April 6, 2018
The court held that, "Although a person's right of publicity is protected under New York law, it is a very significant right, it must fall to a constitutionally protected right of freedom of speech. This includes nonverbal expression that covers works of art such a sculptures." The court went on to state that the statute did not apply to "plaintiff's actual or intended acts," that "an artist may make a work of art that includes a recognizable likeness of a person without her or his written consent and sell at least a limited number of copies thereof without violating his or her right of publicity in New York."
Twoyears ago in Ohio, Tiger Woods tried to stop an artist from selling prints depicting his playing at the Masters. Woods brought a claim based on trademark law and his right of publicity. The judge in this Federal court action first found that Tiger Woods had not established his likeness as a trademark. The law set out several criteria for the establishment of the trademark, and Tiger Woods did not satisfy them. Simply being well known and recognizable does not in and of itself create a trademark in one's likeness. The court found that even though Tiger Woods had a legitimate trademark in his name, that did not translate into the use of his likeness as a trademark.

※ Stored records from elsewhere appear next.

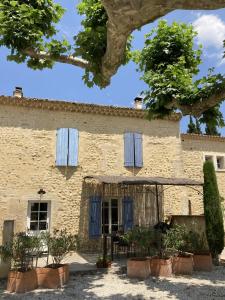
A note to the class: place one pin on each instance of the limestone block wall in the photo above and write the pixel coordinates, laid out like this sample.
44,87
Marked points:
27,151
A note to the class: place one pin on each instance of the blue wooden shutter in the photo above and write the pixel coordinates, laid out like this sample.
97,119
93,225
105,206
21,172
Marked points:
62,147
95,207
73,147
138,148
127,213
128,149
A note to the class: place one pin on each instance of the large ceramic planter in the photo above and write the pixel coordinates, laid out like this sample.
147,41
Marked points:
161,267
22,282
52,278
138,268
183,265
203,262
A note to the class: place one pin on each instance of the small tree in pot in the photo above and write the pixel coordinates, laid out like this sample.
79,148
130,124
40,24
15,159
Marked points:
161,264
19,251
59,244
199,246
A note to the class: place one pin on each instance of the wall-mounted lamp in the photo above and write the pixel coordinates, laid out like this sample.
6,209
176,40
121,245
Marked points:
41,192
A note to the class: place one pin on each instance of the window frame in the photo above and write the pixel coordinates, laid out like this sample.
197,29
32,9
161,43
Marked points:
119,207
214,156
134,149
68,147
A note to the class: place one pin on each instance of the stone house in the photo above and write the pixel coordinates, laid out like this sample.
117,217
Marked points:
49,148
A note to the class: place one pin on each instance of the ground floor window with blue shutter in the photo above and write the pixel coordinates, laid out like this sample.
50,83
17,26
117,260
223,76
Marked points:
128,213
133,149
95,220
67,147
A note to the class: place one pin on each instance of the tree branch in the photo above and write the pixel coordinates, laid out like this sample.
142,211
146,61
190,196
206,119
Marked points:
65,59
199,107
124,16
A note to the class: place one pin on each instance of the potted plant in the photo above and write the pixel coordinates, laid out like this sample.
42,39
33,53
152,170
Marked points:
199,247
142,239
177,240
59,244
22,277
161,264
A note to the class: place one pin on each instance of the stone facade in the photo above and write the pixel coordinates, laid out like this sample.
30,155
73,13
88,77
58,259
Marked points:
194,150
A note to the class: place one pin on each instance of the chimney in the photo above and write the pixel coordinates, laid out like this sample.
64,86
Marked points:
18,92
138,102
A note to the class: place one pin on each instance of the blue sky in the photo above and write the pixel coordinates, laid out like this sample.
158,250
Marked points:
64,82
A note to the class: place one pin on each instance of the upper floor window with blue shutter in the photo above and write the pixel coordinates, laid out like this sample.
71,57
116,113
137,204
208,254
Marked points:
133,149
67,147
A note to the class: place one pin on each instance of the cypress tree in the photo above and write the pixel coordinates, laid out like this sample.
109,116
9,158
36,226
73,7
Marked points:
191,126
213,211
198,127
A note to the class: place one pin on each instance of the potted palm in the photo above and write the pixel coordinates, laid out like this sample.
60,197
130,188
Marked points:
22,276
177,239
141,238
202,256
59,244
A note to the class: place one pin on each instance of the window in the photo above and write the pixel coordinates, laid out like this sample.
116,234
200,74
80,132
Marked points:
220,162
38,216
209,157
67,147
115,213
110,212
133,150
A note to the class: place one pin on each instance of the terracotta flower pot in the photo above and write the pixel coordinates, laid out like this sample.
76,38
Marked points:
52,278
203,262
161,267
138,268
183,265
22,282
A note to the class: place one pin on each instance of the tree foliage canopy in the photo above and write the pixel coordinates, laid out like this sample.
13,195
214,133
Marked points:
169,64
168,61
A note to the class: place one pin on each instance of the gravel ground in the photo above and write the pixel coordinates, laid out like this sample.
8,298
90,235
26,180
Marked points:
116,285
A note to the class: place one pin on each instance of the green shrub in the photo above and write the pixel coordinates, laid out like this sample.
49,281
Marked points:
59,244
20,251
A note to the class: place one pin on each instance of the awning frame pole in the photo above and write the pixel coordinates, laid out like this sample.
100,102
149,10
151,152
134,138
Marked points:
103,222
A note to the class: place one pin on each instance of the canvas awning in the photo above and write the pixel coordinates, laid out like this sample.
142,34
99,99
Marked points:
136,180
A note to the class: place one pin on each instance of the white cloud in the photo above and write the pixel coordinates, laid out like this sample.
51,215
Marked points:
211,31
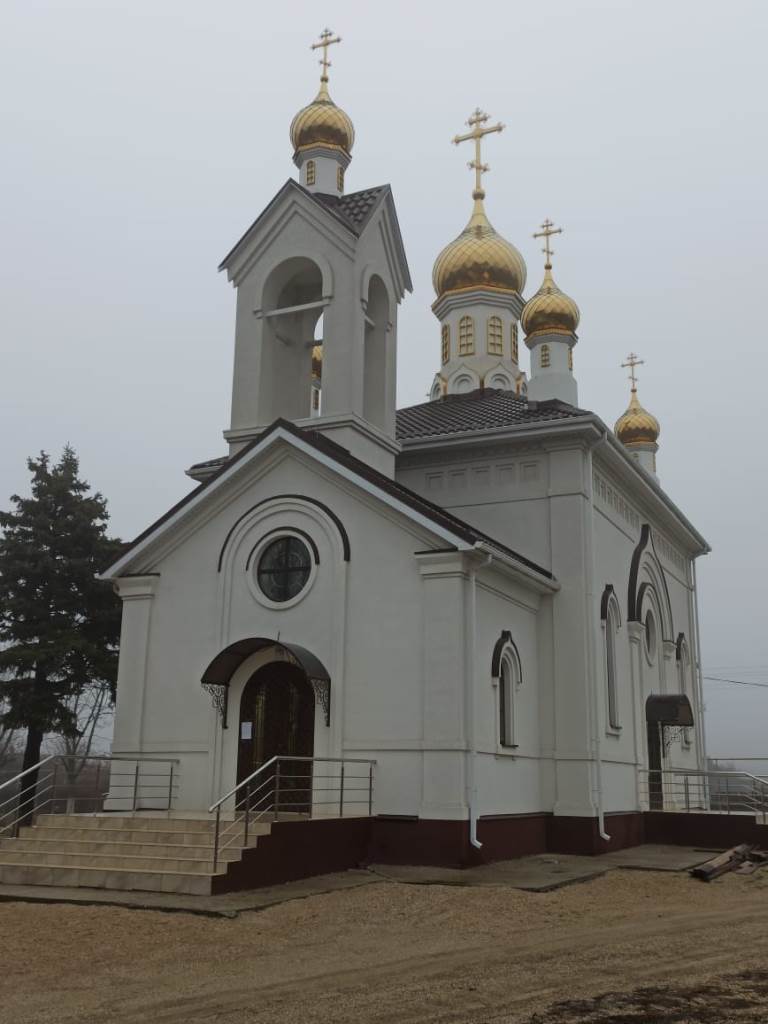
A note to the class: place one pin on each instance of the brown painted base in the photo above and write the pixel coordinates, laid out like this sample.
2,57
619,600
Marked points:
301,849
573,835
426,841
717,830
298,850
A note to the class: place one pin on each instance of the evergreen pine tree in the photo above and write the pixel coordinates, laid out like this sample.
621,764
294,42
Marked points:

After dismissing the trademark claim, the court turned its attention to Tiger Woods' right of publicity claim. The court cited Supreme Court cases, which held to write a publicity right is limited under certain circumstances by the First Amendment. The artist argued his prints are protected by the First Amendment because they are works of art and did not constitute commercial speech. Rather, the work expresses, "the majesty of a newsworthy moment" (Tiger Woods playing at the Masters). The claim made by Tiger Woods was that the prints were "merely sports merchandise" and, therefore, not entitled to First Amendment protection. In regard to this argument, the court found the images conveyed a message and differed from a poster that merely replicated an existing photograph. The court went on to hold that paintings and drawings are protected by the First Amendment as are limited-edition prints made by the artist in this circumstance (the edition size was 5,000 prints). It also alluded to protection for photographs and sculptures. The artist prevailed and was allowed to continue selling his prints.
The Three Stooges
Fast forward to California and spring 2001. This time, an artist created a charcoal drawing of the Three Stooges and sold it as lithographs and on T-shirts. The likenesses of the Three Stooges were extremely realistic. The owner of the rights in the Three Stooges likeness sued under California law, which prevents the unauthorized use of the deceased person's likeness "on or in products, merchandise, goods or for the purposes of advertising, selling, or soliciting purchasers of product merchandise, goods, or services." The artist argued, the statute did not apply since the lithographs and T-shirts, which embodied the image, did not constitute an endorsement or sponsorship of a product. The artist also made First Amendment claims.
While the court found these claims had merit, in this instance, the court did not agree with the artist. The court adopted a version of the copyright law's fair use test and found the image was not sufficiently transformative to enjoy the First Amendment protection based on a fair use analysis. What is important for artists about this case is that the court carved out a critical exception to the right of publicity for artwork. It held that if the celebrity's likeness is just "raw material" for an original art work and it is the artistic expression that is the artwork's dominant attribute, then the artist's First Amendment rights will trump the celebrity's right of publicity. The court used Andy Warhol's portraits as an example of the type of art where the artist's contribution was paramount and the artist's rights would supersede the celebrity's right of publicity.
These three cases show a trend in which courts are finding First Amendment protection for artists when they are using the celebrities' images in certain artwork. However, no artist should take these cases as an invitation for the carte blanche exploitation of a celebrity's likeness without permission. That said, instant capitulation in the face of a cease-and-desist letter also may not be appropriate. These cases provide a need for a close analysis as to whether or not the celebrities' permissions are needed in regard to the exploitation of their images in art-related projects. The review must be done on a case-by-case basis.